Week 35. My cousin Hiten and I headed out after breakfast at my Mama and Mami’s house in Ipswich (I’m in England right now, visiting my grandparents and cousins and nieces and nephews). It was a cloudy day but warm, and it was nice being in his company, since it had been awhile since we had spent a day together. He is someone that really gets me, and always has, along with my cousin Krupa who somehow seems to know what I’m thinking and totally relates to my journey. We walked to the docks area and it was gorgeous. The boats reminded me of the Toronto harbourfront area, which is close to my heart and I’ve been missing so much lately. At one point I started to tear up a little when talking about how my Dad had offered to pay for my flight to Iceland (gratitude always makes me cry), and he was ok with my crying although he might’ve said that I can’t keep on crying forever. He said “Have you ever thought about just living? – you know without all this other stuff?”. Ummm isn’t that what I’m doing? How could I not be living? Living happily is a different story I guess. Like right now I’m sitting at my cousin Vanisha’s computer, upstairs in her son’s room, while my Mom and Masi and Kumar sit downstairs and I can smell the masala tea and I can’t wait to go down and join them. Just have to finish this post first by 2pm.

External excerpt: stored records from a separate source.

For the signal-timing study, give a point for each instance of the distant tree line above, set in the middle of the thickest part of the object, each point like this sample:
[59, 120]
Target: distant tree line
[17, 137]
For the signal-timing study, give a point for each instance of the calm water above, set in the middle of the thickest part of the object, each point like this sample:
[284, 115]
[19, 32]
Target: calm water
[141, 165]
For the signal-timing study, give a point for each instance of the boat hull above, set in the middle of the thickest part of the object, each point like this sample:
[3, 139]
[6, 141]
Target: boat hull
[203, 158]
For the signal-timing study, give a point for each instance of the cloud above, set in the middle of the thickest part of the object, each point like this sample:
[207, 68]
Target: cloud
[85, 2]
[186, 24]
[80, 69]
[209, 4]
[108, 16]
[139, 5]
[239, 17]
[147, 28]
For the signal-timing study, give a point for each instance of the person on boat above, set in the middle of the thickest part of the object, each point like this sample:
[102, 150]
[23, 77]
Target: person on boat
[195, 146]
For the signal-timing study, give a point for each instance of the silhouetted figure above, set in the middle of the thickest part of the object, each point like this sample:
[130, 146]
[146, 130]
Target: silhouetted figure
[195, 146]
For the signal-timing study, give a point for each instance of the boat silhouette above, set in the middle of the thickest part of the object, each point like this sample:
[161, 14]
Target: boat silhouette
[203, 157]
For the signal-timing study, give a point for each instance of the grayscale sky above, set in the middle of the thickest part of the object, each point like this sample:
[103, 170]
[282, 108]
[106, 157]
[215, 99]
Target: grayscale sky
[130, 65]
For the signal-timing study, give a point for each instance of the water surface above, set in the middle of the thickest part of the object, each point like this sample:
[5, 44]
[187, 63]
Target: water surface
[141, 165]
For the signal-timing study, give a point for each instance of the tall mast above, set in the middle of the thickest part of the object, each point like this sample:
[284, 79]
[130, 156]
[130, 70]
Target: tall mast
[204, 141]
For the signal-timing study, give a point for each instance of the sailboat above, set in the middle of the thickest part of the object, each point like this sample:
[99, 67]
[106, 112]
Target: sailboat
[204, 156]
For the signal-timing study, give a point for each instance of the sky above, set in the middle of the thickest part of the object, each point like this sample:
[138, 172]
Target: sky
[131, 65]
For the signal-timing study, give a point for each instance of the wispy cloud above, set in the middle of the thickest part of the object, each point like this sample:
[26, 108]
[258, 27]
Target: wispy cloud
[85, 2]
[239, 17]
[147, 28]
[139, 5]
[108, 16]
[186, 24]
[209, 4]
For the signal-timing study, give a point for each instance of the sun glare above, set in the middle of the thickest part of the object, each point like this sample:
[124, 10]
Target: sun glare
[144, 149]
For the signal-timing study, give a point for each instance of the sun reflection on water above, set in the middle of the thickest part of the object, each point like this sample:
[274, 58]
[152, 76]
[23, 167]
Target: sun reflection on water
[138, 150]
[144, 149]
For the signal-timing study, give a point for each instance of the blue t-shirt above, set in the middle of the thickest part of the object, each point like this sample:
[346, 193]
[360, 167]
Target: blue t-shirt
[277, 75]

We walked into town and I was pleasantly surprised by all the cute little shops and cafes. Ipswich is clearly under-rated. We sat at a Starbucks and I got a latte, he got a frappucino, and we sat outside and talked about volunteering and a wonderful organization called International Volunteer HQ that does short-term volunteer placements around the world. Here is a pic of him representing the organization. Doesn’t he look great?!
We wandered to the shops and inside the churches and the light from outside streamed ethereally through the stained glass. Hiten said that he had been going to the pub just outside the church with his mates (that is British for ‘friends’) since he was young, yet he had never gone inside the church. We were both taken aback by its beauty. The church is now a cafeteria and there was a man there who explained the meaning of the beautiful images at the back – it was the story of Jesus, from his birth to his death to his resurrection. Here is the scene, although you can’t really make it out. I wish I’d taken one closer up!
We continued walking, passing by some of the pigs that have overtaken the city. There is a Pigs Gone Wild app that you can download and scan the code at each pig that you encounter. All the proceeds go to the St. Elizabeth Hospice in Ipswich.
We wandered into the sweet shops, took in the sounds of the street performers, and at one point I started to sing too. I told Hiten that it helps me access my heartache, and it was amazing how I felt comfortable enough to sing “Ain’t no sunshine when she’s gone” and Sam Smith’s “I’m not the only one”, and some of Adelle’s Hello. Singing helps me to access my joy too! (yes it’s in there). We continued along and found an eclectic furniture store and I commented on how I would buy everything in there to decorate my own place. It is called The House In Town and is owned by John Manning, a jolly chap who selects all the pieces himself and buys them from all around England. Next door to him is his Mom’s shop, and next to hers is his brother’s shop. He showed us an article written about them that details how the business has been a family affair over the last 20 years. As I wandered through, I was drawn to the paintings of powerful women, Audrey Hepburn and Marilyn Monroe. I admire Audrey so much for her free spirit and humanitarian work she has done throughout her life. She was also very fond of animals, and was even known to sleep with a young deer. As I gazed at her beautiful face, I was reminded of a similar painting I have back in Toronto, hanging behind my door, that I used to see every day before heading out. I’m actually moving out of my place on October 9th! I can’t believe it. I’ve been there for 7 years, so it’s a huge thing. It will be fun packing up all my things and heading towards something new!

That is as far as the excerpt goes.